Vidal Dezonie

PIONEERS

‘RAF officer whose career reached new heights’

1927 - 2016

Share this:

So eager was Vidal Dezonie to fight for Britain during the Second World War that he fibbed about his age to qualify for the RAF. He would go on to have a long and glittering career, making history as the first black man to be commissioned through the ranks. His son, André, would follow in his footsteps, becoming the first black officer to co10%mmand an RAF base.

Vidal Constantine Dezonie was born on March 25, 1927 in Priestman’s River, a village in the parish of Portland on Jamaica’s northeast coast, the eldest boy in a family of several siblings. His father Ferdinand died when he was a child, a tragedy that instilled in him the need to study hard in order to be able to support his mother, Evelyn, when he grew up.

In 1944, he eagerly responded to the call for RAF volunteers from the West Indies, refusing to put off by the fact that at 17 he was too young to qualify. When he enlisted he added a year to his age and soon found himself crossing the Atlantic to England.

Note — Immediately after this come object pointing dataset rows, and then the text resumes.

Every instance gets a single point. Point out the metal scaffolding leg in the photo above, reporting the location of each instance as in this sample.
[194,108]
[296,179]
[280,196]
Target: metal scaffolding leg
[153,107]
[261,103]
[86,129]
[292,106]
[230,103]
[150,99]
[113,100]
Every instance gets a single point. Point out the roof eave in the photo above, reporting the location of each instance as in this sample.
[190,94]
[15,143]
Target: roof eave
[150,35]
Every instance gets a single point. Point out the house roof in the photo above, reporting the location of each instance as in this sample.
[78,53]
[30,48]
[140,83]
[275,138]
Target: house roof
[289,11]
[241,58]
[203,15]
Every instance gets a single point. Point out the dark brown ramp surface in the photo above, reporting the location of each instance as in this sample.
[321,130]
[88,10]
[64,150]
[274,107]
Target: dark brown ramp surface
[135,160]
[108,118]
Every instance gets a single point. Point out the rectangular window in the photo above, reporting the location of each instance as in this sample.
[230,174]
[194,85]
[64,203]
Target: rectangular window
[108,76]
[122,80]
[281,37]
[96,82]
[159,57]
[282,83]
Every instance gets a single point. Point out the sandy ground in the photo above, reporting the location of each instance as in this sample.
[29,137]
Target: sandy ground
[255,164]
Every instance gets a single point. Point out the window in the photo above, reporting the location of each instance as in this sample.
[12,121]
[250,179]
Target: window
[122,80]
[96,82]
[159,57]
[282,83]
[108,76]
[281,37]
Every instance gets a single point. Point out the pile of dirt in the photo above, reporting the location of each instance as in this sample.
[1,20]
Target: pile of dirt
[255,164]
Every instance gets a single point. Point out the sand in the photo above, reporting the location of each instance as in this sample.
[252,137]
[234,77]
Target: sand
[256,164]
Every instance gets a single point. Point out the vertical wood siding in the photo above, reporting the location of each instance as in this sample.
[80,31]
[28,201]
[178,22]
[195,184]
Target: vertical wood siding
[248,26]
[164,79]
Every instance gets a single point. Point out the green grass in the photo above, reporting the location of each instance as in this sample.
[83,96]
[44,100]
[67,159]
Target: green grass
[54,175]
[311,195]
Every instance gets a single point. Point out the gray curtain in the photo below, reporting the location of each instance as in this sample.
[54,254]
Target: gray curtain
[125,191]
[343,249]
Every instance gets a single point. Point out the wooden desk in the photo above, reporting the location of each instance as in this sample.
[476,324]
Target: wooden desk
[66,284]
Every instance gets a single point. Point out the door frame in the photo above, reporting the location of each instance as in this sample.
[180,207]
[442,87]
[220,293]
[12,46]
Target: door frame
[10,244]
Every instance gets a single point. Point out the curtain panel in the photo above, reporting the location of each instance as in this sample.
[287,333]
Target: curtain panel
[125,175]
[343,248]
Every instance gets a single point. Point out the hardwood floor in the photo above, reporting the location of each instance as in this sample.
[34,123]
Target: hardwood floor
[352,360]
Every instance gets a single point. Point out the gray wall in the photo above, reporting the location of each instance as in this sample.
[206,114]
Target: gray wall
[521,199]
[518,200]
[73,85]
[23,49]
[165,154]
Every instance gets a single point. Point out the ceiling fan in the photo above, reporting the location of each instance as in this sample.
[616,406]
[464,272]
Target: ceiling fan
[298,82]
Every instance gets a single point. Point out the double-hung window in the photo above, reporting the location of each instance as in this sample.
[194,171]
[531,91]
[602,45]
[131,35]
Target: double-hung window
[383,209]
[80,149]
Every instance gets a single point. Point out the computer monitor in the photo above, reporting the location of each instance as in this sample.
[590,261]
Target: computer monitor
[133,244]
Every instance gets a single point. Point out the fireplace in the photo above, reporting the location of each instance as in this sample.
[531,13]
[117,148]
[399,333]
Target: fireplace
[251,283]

Vidal’s ambition had been to fly but at this stage of the war the requirement for newly-trained pilots had reduced markedly. Instead, he found himself at RAF Hunmanby Moor, Filey in Yorkshire, for initial training for ground crew duties. But he would persuade aircrew into allowing him to go on operational sorties with them when the opportunity arose.

By the end of the war Vidal’s potential and determination had been recognised by his superiors. He was invited to remain in the RAF and in 1948, following a period of post-war leave in Jamaica, he returned to England on board the Empire Windrush. He remained in the RAF for 40 years, rising to the rank of flight lieutenant.

In the summer of 1952 Vidal married Erika Schillack, a young German studying in England. The couple had met in a Lincolnshire tea room and took the words ‘till death do us part’ literally – they were still together 64 years later when Vidal died in 2016.

Vidal had a deep affection for the RAF and this was passed down to his son, retired Group Captain André Dezonie, who became a Harrier pilot in the 1980s and in 1999 took over the command of RAF Wittering in Peterborough. “I was exposed to the RAF throughout my childhood and I wanted to be a fighter pilot in my early years,” he said, adding that his father had always been prepared to go that extra mile to help fellow RAF members. “Those he had helped were keen to tell me of their gratitude and affection and respect for him.”